Preço, custo e valor: conceitos-chave na avaliação

 

No exercício da avaliação imobiliária, é frequente ouvirem-se afirmações como “Como é que o imóvel pode valer X, se eu paguei Y por ele?”. Esta pergunta, aparentemente simples, traduz uma confusão comum entre proprietários, investidores e até em alguns diplomas legais. Quem lida de perto com o Código das Expropriações sabe que a falta de distinção entre preço, custo e valor pode ter implicações significativas, sobretudo em processos judiciais e negociais.



João Fonseca | Perito avaliador de imóveis certificado


As Normas Internacionais de Avaliação (IVS 2025) estabelecem definições precisas para estes conceitos, garantindo uniformidade e clareza a nível global. O custo corresponde ao montante total necessário para conceber e construir um ativo, incluindo o preço do terreno, a construção e todos os encargos diretamente associados. O preço é o valor efetivamente pago numa transação, que pode ser influenciado por fatores externos, negociações específicas, condições de financiamento ou motivações particulares das partes, não coincidindo necessariamente com o valor de mercado. Já o valor é uma estimativa fundamentada do montante que o ativo poderia alcançar numa transação entre partes independentes, bem informadas e sem constrangimentos, refletindo as condições do mercado na data de avaliação.


Um exemplo simples permite ilustrar estas diferenças. Imagine-se que um promotor constrói uma moradia para venda por 100 unidades monetárias. O custo total, incluindo terreno e construção, foi de 70 unidades monetárias. No momento da conclusão, o valor de mercado estimado, segundo as condições do mercado e uma avaliação independente, é de 120 unidades monetárias. Assim, o custo para o promotor foi de 70 unidades monetárias, o preço acordado na venda foi de 100 unidades monetárias, e o valor de mercado, baseado em evidência comparável e ajustada, correspondeu a 120 unidades monetárias.

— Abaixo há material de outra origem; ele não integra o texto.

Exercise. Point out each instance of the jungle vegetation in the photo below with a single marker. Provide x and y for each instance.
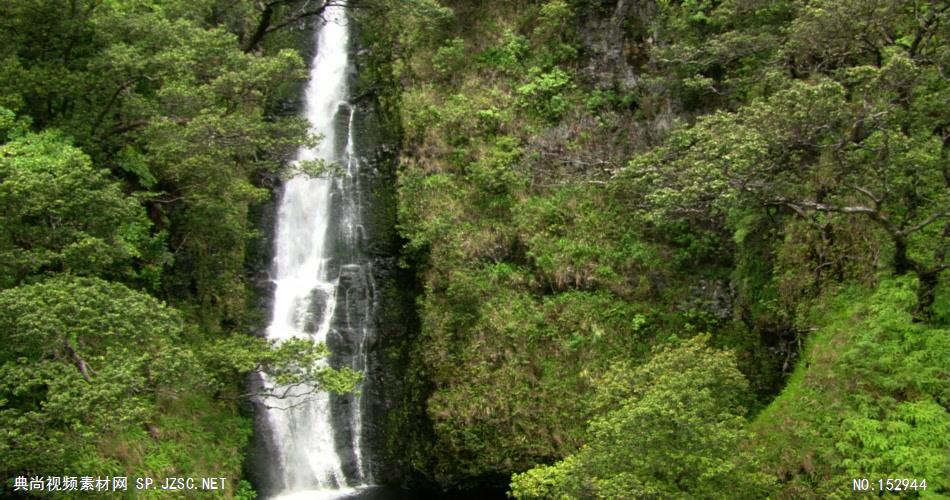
(662, 249)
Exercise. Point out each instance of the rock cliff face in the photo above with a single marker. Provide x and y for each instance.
(614, 35)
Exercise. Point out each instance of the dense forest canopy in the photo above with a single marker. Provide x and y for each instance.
(663, 248)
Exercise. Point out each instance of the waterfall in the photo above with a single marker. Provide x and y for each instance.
(323, 287)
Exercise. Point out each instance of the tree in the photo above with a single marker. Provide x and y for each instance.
(855, 150)
(278, 14)
(73, 347)
(88, 362)
(59, 213)
(670, 428)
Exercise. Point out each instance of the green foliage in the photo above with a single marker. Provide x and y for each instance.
(543, 92)
(671, 427)
(74, 347)
(61, 214)
(867, 401)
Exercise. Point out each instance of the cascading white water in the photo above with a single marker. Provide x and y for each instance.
(305, 297)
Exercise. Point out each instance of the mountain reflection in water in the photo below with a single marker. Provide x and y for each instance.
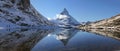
(59, 40)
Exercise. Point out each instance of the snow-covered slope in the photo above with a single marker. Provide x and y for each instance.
(64, 18)
(20, 13)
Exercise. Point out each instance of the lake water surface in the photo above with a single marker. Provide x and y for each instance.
(59, 40)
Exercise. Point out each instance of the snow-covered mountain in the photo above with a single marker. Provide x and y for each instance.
(64, 18)
(20, 13)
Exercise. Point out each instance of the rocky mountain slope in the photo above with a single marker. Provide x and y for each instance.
(113, 22)
(64, 18)
(20, 13)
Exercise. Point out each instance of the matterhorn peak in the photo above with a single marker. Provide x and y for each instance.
(65, 12)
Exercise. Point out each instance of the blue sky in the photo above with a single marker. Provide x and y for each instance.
(81, 10)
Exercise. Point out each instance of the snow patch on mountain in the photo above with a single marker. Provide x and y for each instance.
(20, 13)
(64, 18)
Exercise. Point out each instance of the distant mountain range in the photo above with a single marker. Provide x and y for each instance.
(113, 22)
(64, 19)
(15, 13)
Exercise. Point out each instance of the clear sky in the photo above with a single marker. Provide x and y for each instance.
(81, 10)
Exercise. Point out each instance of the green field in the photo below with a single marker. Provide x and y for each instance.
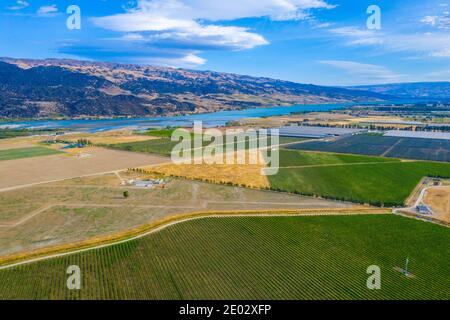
(253, 258)
(31, 152)
(355, 178)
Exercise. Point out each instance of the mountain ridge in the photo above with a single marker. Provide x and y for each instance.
(73, 88)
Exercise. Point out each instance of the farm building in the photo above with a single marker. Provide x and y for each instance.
(423, 209)
(151, 183)
(317, 132)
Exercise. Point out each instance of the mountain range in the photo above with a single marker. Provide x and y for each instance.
(71, 88)
(415, 90)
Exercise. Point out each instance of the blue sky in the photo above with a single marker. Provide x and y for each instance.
(309, 41)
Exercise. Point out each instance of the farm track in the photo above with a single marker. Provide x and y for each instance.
(145, 230)
(204, 205)
(337, 165)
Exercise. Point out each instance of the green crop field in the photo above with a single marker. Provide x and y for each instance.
(253, 258)
(355, 178)
(12, 154)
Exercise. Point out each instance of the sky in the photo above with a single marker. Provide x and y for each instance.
(325, 42)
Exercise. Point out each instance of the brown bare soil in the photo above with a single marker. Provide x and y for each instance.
(80, 209)
(22, 172)
(438, 199)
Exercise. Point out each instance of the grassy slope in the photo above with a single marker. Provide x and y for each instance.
(377, 183)
(12, 154)
(253, 258)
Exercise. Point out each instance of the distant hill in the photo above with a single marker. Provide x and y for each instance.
(423, 90)
(53, 87)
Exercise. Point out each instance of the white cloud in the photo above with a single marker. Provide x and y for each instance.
(365, 73)
(20, 4)
(46, 10)
(192, 24)
(431, 44)
(441, 21)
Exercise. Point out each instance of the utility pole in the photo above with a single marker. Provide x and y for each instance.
(406, 266)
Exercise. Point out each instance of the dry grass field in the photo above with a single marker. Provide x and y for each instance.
(438, 199)
(79, 209)
(109, 137)
(22, 172)
(245, 175)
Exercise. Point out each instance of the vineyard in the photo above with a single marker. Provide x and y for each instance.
(253, 258)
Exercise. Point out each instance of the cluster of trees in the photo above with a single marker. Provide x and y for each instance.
(376, 203)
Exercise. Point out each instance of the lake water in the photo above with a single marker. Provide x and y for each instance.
(209, 119)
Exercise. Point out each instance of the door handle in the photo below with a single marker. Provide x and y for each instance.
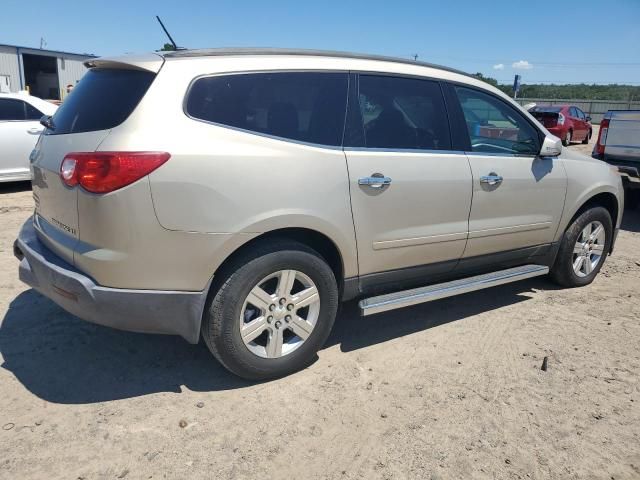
(491, 179)
(376, 180)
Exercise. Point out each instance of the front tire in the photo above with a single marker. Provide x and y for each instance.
(583, 248)
(273, 311)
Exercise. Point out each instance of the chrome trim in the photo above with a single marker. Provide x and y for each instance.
(491, 179)
(403, 150)
(375, 181)
(512, 229)
(391, 301)
(415, 241)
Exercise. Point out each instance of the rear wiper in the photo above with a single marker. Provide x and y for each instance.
(47, 121)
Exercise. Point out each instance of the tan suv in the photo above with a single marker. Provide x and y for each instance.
(240, 195)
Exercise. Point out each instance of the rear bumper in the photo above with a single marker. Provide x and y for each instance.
(146, 311)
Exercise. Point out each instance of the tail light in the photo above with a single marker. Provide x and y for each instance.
(602, 136)
(104, 172)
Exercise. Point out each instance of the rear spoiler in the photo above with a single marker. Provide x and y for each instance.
(149, 62)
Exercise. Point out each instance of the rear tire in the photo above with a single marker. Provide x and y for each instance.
(251, 325)
(583, 248)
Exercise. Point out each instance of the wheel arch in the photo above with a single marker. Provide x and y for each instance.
(318, 241)
(603, 198)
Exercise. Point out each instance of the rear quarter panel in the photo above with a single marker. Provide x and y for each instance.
(586, 178)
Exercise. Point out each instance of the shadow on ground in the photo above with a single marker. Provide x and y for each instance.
(65, 360)
(14, 187)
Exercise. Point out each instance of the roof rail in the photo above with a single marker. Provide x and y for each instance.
(213, 52)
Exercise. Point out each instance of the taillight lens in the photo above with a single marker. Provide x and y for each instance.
(104, 172)
(602, 136)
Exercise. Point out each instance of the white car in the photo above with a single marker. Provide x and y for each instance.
(19, 131)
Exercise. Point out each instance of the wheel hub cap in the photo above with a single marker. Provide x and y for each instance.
(589, 249)
(279, 314)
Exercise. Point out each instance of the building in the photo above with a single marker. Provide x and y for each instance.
(45, 73)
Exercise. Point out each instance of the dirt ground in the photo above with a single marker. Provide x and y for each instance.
(447, 390)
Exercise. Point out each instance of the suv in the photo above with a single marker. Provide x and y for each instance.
(564, 121)
(241, 195)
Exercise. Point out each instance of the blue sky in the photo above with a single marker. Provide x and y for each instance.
(549, 41)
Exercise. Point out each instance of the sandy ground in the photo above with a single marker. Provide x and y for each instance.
(447, 390)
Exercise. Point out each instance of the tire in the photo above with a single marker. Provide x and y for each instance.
(563, 271)
(258, 359)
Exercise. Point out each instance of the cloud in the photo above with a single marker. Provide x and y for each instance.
(522, 65)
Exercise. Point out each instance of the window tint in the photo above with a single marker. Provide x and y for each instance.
(103, 99)
(403, 113)
(303, 106)
(11, 109)
(496, 127)
(32, 112)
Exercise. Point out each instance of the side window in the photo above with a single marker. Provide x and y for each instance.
(32, 112)
(496, 127)
(303, 106)
(403, 113)
(11, 109)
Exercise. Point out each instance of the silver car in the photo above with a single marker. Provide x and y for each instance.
(241, 195)
(20, 127)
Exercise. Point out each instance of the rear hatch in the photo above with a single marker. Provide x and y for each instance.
(547, 116)
(103, 99)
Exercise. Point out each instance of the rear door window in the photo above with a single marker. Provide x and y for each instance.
(303, 106)
(11, 109)
(496, 127)
(403, 113)
(103, 99)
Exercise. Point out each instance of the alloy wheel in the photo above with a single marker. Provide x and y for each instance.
(279, 314)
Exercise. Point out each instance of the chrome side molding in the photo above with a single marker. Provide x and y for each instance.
(391, 301)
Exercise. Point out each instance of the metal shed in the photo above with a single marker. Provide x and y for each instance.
(45, 73)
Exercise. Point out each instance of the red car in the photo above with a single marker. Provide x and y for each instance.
(566, 122)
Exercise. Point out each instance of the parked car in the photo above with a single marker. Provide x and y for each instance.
(619, 144)
(240, 195)
(19, 130)
(565, 121)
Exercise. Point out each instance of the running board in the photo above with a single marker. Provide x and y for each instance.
(391, 301)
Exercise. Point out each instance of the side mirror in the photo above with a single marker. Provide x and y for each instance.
(551, 147)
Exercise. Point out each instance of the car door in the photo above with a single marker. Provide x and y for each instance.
(410, 193)
(518, 196)
(19, 131)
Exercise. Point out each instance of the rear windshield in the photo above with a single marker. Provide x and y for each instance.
(545, 110)
(103, 99)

Na prática, o mercado português tem exemplos atuais que evidenciam estas diferenças. Em 2024 e 2025, vários projetos de reabilitação urbana em Lisboa e no Porto foram transacionados a preços inferiores ao seu valor de mercado, devido a vendas rápidas para liquidez imediata, enquanto noutros casos, imóveis adquiridos por investidores institucionais ultrapassaram largamente o valor de mercado estimado, impulsionados por expectativas futuras de rentabilidade e pela escassez de produto prime. Também no sector hoteleiro, operações recentes demonstraram que o preço pago pode refletir fatores estratégicos — como a entrada num novo segmento ou localização — mais do que o valor apurado segundo as metodologias previstas nas IVS.

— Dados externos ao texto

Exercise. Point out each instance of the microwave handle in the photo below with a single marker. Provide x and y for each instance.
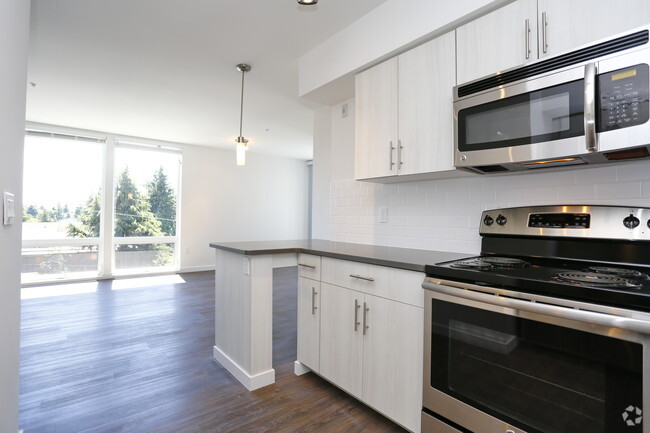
(591, 138)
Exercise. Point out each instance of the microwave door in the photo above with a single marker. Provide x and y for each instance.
(538, 119)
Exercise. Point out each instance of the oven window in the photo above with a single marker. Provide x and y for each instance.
(540, 377)
(543, 115)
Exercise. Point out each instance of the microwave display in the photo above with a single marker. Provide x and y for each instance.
(623, 98)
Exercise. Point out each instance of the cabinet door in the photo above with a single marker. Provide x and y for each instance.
(376, 121)
(392, 360)
(309, 323)
(497, 41)
(565, 25)
(341, 344)
(427, 75)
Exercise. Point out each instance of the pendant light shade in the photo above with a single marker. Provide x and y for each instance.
(242, 143)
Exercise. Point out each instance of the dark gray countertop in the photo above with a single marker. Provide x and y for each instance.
(402, 258)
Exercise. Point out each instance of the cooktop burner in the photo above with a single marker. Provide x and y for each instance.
(489, 263)
(608, 284)
(621, 272)
(597, 279)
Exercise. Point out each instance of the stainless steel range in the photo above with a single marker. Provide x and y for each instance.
(547, 331)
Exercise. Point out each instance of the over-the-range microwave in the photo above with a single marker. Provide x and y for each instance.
(586, 106)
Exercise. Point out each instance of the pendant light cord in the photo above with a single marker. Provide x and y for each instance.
(241, 112)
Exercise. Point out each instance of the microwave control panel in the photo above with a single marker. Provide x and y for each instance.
(623, 98)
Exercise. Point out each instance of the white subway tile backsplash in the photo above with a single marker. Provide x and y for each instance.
(597, 175)
(618, 190)
(445, 214)
(627, 172)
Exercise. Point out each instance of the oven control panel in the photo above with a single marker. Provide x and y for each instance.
(597, 222)
(560, 220)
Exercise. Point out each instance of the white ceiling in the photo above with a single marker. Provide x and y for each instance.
(165, 69)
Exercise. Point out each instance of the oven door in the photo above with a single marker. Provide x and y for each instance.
(503, 361)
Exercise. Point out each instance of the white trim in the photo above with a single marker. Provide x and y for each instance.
(196, 269)
(139, 240)
(299, 368)
(250, 382)
(65, 242)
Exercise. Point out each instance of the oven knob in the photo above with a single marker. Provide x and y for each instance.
(631, 221)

É essencial compreender que, de acordo com as IVS 2025, a estimativa do valor deve basear-se em métodos e abordagens adequados ao ativo e ao propósito da avaliação, nomeadamente a abordagem de mercado, a abordagem do rendimento ou a abordagem do custo, sendo obrigatória a justificação técnica da escolha. A confusão entre estes conceitos, especialmente em contextos legais como expropriações, partilhas ou processos de liquidação, continua a gerar disputas e decisões contestadas nos tribunais portugueses.

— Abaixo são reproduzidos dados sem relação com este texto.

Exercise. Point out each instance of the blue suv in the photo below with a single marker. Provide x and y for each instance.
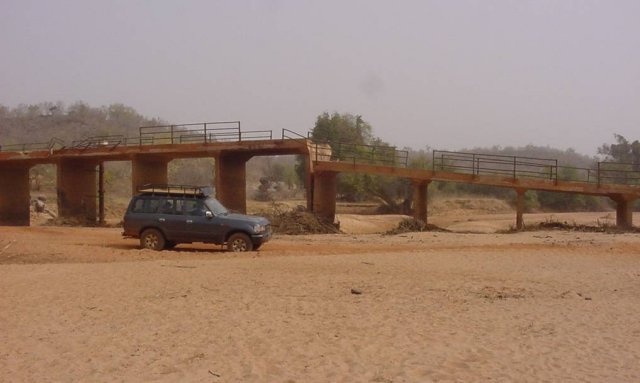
(162, 216)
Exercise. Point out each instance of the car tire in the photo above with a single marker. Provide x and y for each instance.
(239, 242)
(152, 239)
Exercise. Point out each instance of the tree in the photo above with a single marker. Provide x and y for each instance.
(342, 128)
(622, 151)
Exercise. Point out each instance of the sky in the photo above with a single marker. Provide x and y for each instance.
(447, 74)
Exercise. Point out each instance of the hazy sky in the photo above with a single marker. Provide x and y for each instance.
(446, 74)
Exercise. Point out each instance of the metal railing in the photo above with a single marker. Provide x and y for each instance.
(291, 135)
(205, 132)
(496, 165)
(360, 153)
(515, 167)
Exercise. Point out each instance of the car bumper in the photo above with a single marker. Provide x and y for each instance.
(258, 239)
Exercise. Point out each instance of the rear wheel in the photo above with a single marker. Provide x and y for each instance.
(239, 242)
(152, 239)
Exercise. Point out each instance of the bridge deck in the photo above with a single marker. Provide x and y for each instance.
(519, 183)
(172, 151)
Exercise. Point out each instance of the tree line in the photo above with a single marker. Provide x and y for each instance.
(40, 122)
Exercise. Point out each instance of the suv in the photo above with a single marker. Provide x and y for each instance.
(163, 216)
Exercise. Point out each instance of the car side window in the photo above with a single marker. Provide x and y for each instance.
(145, 205)
(138, 206)
(166, 206)
(194, 207)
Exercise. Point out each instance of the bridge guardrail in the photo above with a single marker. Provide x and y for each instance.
(491, 164)
(360, 153)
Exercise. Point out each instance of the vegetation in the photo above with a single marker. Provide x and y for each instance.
(348, 135)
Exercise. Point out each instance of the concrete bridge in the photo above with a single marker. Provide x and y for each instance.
(80, 185)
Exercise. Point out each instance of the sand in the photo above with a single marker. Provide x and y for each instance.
(83, 304)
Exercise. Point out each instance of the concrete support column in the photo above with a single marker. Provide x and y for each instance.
(231, 183)
(624, 210)
(520, 208)
(148, 170)
(420, 200)
(14, 196)
(77, 190)
(324, 195)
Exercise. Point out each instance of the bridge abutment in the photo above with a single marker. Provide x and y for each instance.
(77, 190)
(324, 195)
(146, 170)
(520, 196)
(420, 199)
(14, 196)
(231, 183)
(624, 210)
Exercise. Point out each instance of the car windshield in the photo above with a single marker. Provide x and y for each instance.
(216, 207)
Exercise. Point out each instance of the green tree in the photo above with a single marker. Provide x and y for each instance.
(622, 151)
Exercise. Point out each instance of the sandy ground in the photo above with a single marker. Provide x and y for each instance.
(83, 304)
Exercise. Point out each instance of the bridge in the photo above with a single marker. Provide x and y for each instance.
(80, 169)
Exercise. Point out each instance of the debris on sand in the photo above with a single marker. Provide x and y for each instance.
(411, 225)
(551, 224)
(298, 221)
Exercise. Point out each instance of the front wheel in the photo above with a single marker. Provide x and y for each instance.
(239, 242)
(152, 239)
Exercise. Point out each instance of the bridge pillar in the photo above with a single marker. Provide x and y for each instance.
(231, 183)
(14, 196)
(520, 194)
(148, 170)
(420, 200)
(77, 190)
(324, 195)
(624, 210)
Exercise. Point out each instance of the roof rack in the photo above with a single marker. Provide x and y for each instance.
(184, 190)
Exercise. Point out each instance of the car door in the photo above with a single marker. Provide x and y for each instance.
(201, 226)
(170, 219)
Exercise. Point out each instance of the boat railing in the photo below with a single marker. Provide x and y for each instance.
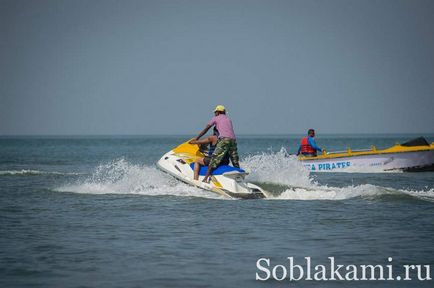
(349, 151)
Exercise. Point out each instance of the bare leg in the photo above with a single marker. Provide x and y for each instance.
(197, 165)
(208, 173)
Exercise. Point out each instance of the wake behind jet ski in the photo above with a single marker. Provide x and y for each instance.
(225, 180)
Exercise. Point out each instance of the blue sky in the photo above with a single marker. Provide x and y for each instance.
(160, 67)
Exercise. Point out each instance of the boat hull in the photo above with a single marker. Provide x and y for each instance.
(226, 180)
(385, 162)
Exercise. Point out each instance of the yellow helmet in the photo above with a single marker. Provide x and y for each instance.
(219, 108)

Distinguir claramente preço, custo e valor não é apenas uma questão académica: é uma necessidade prática para assegurar transparência, prevenir litígios e promover decisões de investimento mais informadas. Para o perito avaliador de imóveis certificado, significa cumprir com as normas internacionais e produzir relatórios consistentes; para o comprador ou investidor, implica perceber que o preço pago não é, por si só, indicador de valor; e para o legislador, representa a responsabilidade de criar enquadramentos legais que respeitem esta diferenciação.


Num mercado cada vez mais globalizado e sujeito a volatilidade económica, manter esta clareza conceptual é fundamental para proteger os interesses de todas as partes envolvidas e garantir avaliações que sirvam de base a decisões sólidas e sustentáveis.